だが、要約すると魔王様はアビスを進化させたと言うことだ。魔王様は何でもできるんだな。あとで教えてほしい。
そうだ、進化したから人型になれたのかな。他のダンジョンコアもできるのだろうか。
「聞きたいんだが、人型のアビスを作れたのは進化したおかげなのか? 他のダンジョンコアもできるか?」
『進化したおかげですね。増えた権限で色々な情報へアクセスし魔素で作り出しました。他のダンジョンコアに関しては無理でしょう。管理者レベルの権限が必要ですから』
なるほど。アビスがおかしいのか。ウロボロスのダンジョンコアとかが人型にならなくてよかった。なんとなく危なそう。
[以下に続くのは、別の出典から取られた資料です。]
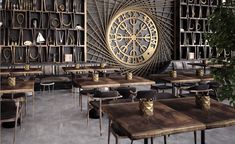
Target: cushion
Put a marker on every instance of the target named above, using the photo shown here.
(8, 109)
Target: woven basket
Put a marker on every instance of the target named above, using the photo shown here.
(11, 81)
(146, 107)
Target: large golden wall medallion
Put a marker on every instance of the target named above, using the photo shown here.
(132, 37)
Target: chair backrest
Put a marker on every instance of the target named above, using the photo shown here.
(147, 94)
(126, 92)
(8, 109)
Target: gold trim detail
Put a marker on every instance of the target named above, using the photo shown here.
(132, 37)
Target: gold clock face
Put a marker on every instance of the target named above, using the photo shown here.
(132, 37)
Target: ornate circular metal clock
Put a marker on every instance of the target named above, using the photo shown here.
(132, 37)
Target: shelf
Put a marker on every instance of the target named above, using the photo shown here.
(47, 22)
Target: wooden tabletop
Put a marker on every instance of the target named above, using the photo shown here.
(164, 121)
(205, 77)
(20, 71)
(75, 70)
(179, 79)
(134, 82)
(106, 68)
(21, 86)
(206, 65)
(88, 83)
(220, 115)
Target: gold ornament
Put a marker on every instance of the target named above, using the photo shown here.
(129, 76)
(173, 73)
(11, 81)
(95, 77)
(199, 72)
(132, 37)
(146, 107)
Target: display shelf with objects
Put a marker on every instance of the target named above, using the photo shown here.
(192, 27)
(42, 32)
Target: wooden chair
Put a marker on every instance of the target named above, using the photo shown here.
(10, 112)
(97, 100)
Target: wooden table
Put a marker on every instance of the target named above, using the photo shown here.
(220, 115)
(105, 69)
(206, 65)
(205, 77)
(164, 121)
(77, 70)
(88, 83)
(134, 82)
(179, 79)
(20, 71)
(21, 87)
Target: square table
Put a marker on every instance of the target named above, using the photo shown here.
(164, 121)
(77, 70)
(20, 87)
(220, 115)
(205, 77)
(136, 80)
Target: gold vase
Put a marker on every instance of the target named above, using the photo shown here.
(95, 77)
(129, 76)
(173, 73)
(11, 81)
(26, 67)
(146, 107)
(203, 102)
(199, 72)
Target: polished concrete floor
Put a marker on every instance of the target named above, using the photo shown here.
(55, 119)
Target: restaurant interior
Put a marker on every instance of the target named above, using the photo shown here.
(117, 71)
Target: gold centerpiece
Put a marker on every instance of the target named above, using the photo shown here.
(146, 107)
(203, 102)
(77, 66)
(26, 67)
(103, 65)
(173, 73)
(199, 72)
(129, 76)
(11, 81)
(95, 77)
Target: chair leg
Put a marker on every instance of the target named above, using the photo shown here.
(195, 137)
(109, 131)
(100, 110)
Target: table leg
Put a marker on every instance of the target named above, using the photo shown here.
(203, 137)
(146, 141)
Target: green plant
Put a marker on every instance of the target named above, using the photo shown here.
(222, 36)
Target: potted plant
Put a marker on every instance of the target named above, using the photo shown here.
(222, 36)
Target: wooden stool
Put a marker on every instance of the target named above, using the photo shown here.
(48, 85)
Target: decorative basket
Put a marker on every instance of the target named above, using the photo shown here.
(199, 72)
(129, 76)
(95, 77)
(146, 107)
(103, 65)
(203, 102)
(11, 81)
(77, 66)
(26, 67)
(173, 73)
(205, 61)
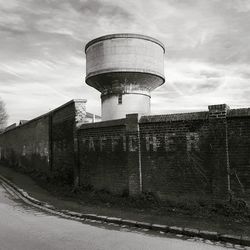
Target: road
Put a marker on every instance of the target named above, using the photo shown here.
(25, 228)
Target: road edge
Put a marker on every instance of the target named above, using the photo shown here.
(190, 232)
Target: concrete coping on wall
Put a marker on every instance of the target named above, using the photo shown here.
(46, 114)
(175, 117)
(110, 123)
(238, 112)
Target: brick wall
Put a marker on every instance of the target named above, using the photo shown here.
(239, 151)
(27, 146)
(46, 143)
(174, 152)
(193, 154)
(103, 156)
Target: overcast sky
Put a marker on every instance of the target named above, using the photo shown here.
(42, 59)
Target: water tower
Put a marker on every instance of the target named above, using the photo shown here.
(125, 68)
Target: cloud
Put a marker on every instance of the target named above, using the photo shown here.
(43, 61)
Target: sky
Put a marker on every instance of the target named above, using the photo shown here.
(42, 58)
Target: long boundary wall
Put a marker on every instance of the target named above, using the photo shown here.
(46, 144)
(192, 155)
(188, 155)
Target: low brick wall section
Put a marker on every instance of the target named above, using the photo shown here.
(174, 154)
(47, 143)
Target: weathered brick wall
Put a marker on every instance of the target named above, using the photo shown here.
(46, 143)
(27, 146)
(103, 157)
(193, 154)
(239, 151)
(174, 154)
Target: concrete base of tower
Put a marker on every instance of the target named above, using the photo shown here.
(116, 106)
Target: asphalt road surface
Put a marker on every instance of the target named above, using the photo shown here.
(25, 228)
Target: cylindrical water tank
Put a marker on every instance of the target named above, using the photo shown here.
(125, 68)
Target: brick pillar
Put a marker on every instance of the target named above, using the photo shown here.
(134, 157)
(80, 118)
(219, 158)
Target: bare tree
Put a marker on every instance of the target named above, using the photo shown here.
(3, 116)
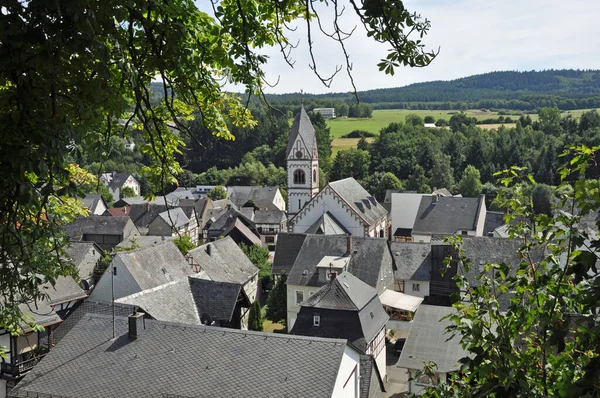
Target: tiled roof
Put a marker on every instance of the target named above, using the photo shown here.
(446, 216)
(428, 341)
(361, 201)
(224, 261)
(97, 225)
(327, 224)
(182, 360)
(304, 129)
(412, 260)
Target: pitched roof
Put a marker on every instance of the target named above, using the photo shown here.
(370, 260)
(286, 250)
(304, 129)
(153, 266)
(447, 215)
(263, 197)
(412, 260)
(97, 225)
(327, 224)
(224, 261)
(361, 201)
(428, 341)
(182, 360)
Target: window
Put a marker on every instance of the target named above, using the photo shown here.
(299, 177)
(316, 320)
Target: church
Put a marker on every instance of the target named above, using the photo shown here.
(342, 207)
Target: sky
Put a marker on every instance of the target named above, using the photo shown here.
(474, 36)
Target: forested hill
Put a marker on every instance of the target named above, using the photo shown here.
(566, 89)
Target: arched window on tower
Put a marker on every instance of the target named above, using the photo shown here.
(299, 177)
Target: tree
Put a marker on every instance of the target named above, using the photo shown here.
(127, 192)
(255, 320)
(470, 184)
(277, 301)
(217, 193)
(184, 243)
(70, 71)
(545, 341)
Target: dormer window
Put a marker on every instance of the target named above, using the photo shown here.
(299, 177)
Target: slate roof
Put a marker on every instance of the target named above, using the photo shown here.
(370, 260)
(428, 341)
(182, 360)
(412, 261)
(286, 250)
(303, 128)
(148, 265)
(84, 256)
(225, 263)
(263, 197)
(97, 225)
(446, 216)
(361, 201)
(327, 224)
(269, 217)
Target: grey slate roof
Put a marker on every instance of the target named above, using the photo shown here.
(361, 201)
(97, 225)
(147, 265)
(84, 256)
(263, 197)
(269, 217)
(304, 129)
(446, 216)
(225, 263)
(287, 249)
(327, 224)
(412, 261)
(182, 360)
(370, 260)
(428, 341)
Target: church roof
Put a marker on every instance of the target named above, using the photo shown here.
(303, 127)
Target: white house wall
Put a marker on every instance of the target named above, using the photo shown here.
(347, 383)
(326, 201)
(124, 282)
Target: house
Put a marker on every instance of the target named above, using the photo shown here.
(231, 223)
(348, 206)
(346, 308)
(94, 204)
(404, 209)
(141, 269)
(175, 222)
(194, 300)
(322, 256)
(269, 198)
(106, 232)
(117, 181)
(428, 341)
(150, 358)
(224, 261)
(327, 113)
(445, 216)
(302, 159)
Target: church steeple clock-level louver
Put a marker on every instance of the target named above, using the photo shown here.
(302, 163)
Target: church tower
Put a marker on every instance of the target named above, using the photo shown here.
(302, 163)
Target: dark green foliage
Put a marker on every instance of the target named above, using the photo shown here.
(255, 321)
(277, 301)
(217, 193)
(259, 255)
(184, 244)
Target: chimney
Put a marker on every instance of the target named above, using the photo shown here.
(136, 325)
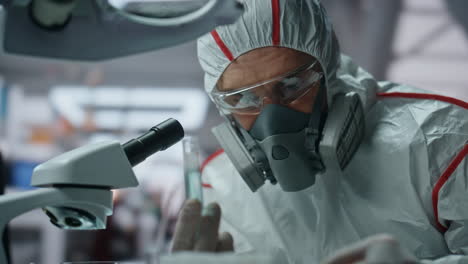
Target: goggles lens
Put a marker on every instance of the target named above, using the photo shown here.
(285, 89)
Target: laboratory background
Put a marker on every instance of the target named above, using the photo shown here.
(49, 106)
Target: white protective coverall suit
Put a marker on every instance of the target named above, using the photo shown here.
(409, 177)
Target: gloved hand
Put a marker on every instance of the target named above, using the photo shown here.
(197, 231)
(382, 249)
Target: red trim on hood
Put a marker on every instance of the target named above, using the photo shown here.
(276, 32)
(442, 180)
(222, 46)
(437, 97)
(207, 185)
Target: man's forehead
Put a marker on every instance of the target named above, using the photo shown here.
(260, 65)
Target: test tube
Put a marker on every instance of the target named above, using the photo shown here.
(192, 175)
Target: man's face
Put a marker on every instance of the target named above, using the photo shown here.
(261, 65)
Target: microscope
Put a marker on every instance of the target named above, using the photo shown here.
(75, 188)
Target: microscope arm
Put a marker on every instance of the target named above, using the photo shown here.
(97, 202)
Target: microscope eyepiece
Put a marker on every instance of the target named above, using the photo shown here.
(158, 138)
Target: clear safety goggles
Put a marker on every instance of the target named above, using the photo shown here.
(283, 89)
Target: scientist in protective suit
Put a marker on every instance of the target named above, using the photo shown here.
(352, 157)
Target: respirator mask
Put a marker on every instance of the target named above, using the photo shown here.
(286, 146)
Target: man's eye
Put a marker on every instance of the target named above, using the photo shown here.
(233, 100)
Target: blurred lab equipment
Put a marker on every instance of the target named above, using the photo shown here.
(192, 175)
(225, 258)
(94, 30)
(75, 187)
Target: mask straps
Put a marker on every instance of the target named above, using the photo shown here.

「分かった。じゃあ、すまないがジョゼフィーヌのところまで転移してくれないか」
『畏まりました』
一瞬で景色が変わった。ここはジャングルだろうか?
周囲を見渡すと従魔達がいた。集まってなにかしているようだ。
「ジョゼフィーヌ、ちょっといいか?」
全員がこちらを見た。全員が振り向いたからビクッとなってしまった。
「フェル様、少しお待ちいただけますか。今、念話中でして」
「そうか、なら少し待とう」
ジョゼフィーヌは念話中か。誰と念話をしているのだろう?
ちょうどアラクネが暇そうにしているので聞いてみるか。
「ジョゼフィーヌは誰と念話しているんだ?」
「エリザですクモ」
エリザ? エリザベートのことか? そういえばズガルに残したままだったな。魔界から誰かが派遣されたなら帰って来てくれていいんだけど。ルネの安否確認をしたときに魔界から誰を送るかも聞いておくか。
少し待つとジョゼフィーヌの念話が終わったようだ。
「エリザベートは何か言っていたか?」
「はい、『私がいないのにトーナメントを開くなんてどういう了見だ』とものすごい剣幕で怒っていました」
ああ、そういう。でもエリザベートを怒らせたらだめじゃないか? アイツもシャルロット並みに危険だ。
「アンリ様の案だ、と言ったら落ち着きましたが」
「そんなんで落ち着くのか。まあ、いいけど。他には何か言ってたか?」
「他には特に……ああ、そういえばトランが攻め込んできたので撃退したとも言ってました」
「そっちを先に言えよ」
ルハラで皇帝が変わったから、ここぞとばかりにトランが攻め込んできたか。